All your points are valid, but I wanted to clear a few things
a) rainwater
You have the right to it as a landlord/owner, but maybe not the tenant
Also
You pay in most counties in Florida for water in (water bill), and water out (sewer tax), so rainwater systems have no cost to the system since rainwater cannot be piped into a home without it being taxed as a home improvement. Most places in the USA, the gray water installation for the home, not the garden, has to be inspected and your taxes are adjusted accordingly, if you are subject to the sewer tax is another thing IDK
b) Growing your own food
That's completely off topic, since you are not responsible to the producer
c) Leases
If the leases are in your own home without any feed to the system, then you can install, but you cannot get any tax benefit (state wide) since you are not the owner of the system.
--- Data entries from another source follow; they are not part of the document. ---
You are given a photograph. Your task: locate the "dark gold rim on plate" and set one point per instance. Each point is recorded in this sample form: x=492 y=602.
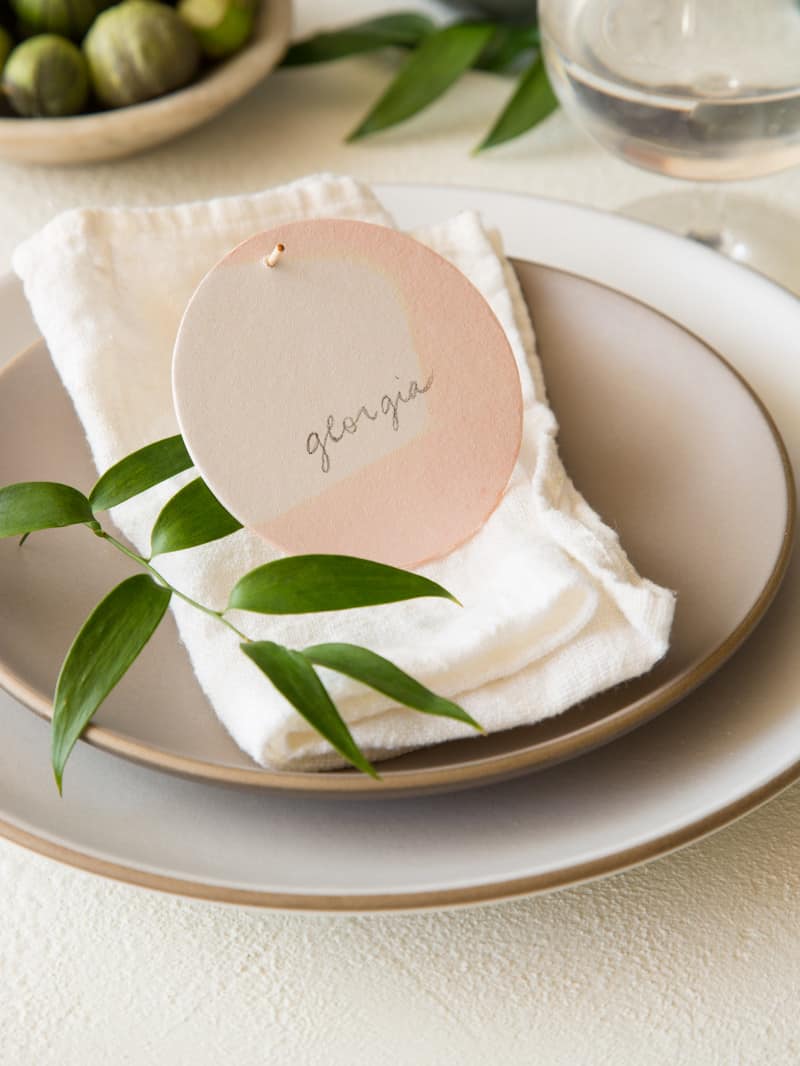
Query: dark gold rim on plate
x=483 y=771
x=436 y=899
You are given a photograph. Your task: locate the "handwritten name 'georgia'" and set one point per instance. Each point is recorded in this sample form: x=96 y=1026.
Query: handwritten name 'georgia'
x=389 y=405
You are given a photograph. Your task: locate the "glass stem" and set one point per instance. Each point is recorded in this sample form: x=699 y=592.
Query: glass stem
x=707 y=222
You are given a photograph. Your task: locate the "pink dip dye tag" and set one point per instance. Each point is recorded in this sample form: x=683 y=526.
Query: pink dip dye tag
x=358 y=397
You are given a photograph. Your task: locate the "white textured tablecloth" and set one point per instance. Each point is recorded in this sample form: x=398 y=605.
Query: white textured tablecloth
x=694 y=958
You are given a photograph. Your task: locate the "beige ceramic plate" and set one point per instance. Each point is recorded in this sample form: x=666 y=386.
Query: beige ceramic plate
x=90 y=139
x=658 y=432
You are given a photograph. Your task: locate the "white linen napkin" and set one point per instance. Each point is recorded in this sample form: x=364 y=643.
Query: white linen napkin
x=554 y=612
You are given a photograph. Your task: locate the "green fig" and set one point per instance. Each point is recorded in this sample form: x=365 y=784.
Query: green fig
x=70 y=18
x=5 y=46
x=222 y=27
x=46 y=77
x=139 y=49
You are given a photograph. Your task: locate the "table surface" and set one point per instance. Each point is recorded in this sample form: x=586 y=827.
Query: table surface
x=692 y=958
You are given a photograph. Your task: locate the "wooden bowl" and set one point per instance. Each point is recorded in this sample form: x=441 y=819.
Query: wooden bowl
x=109 y=134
Having access to over 100000 sqft of usable sun facing roof space spread over multiple clients' homes, I spent a while researching this, and ran into the same problem. Leasing platform or having some 3rd party agreement with a producer will not provide a return of any sort on the invested capital. So the only solution I found was to tell my clients to get them installed, make sure they have net metering and talk to the accountant and get whatever tax break they could find. No real money is being made, but since they are snowbirds, they have a huge credit for the winter.
The problem is that the energy created, is fed into the power lines at retail, which the truth, it should be fed into the system at 50% or less than retail. and what the leasing people are trying to do is force the producers (power companies) to buy retail...
Now imagine 100000 sqft should generate about 800 to 1200 KW at peak, that's got to help cut down on carbon, which I am happy to say I've done a little bit too help.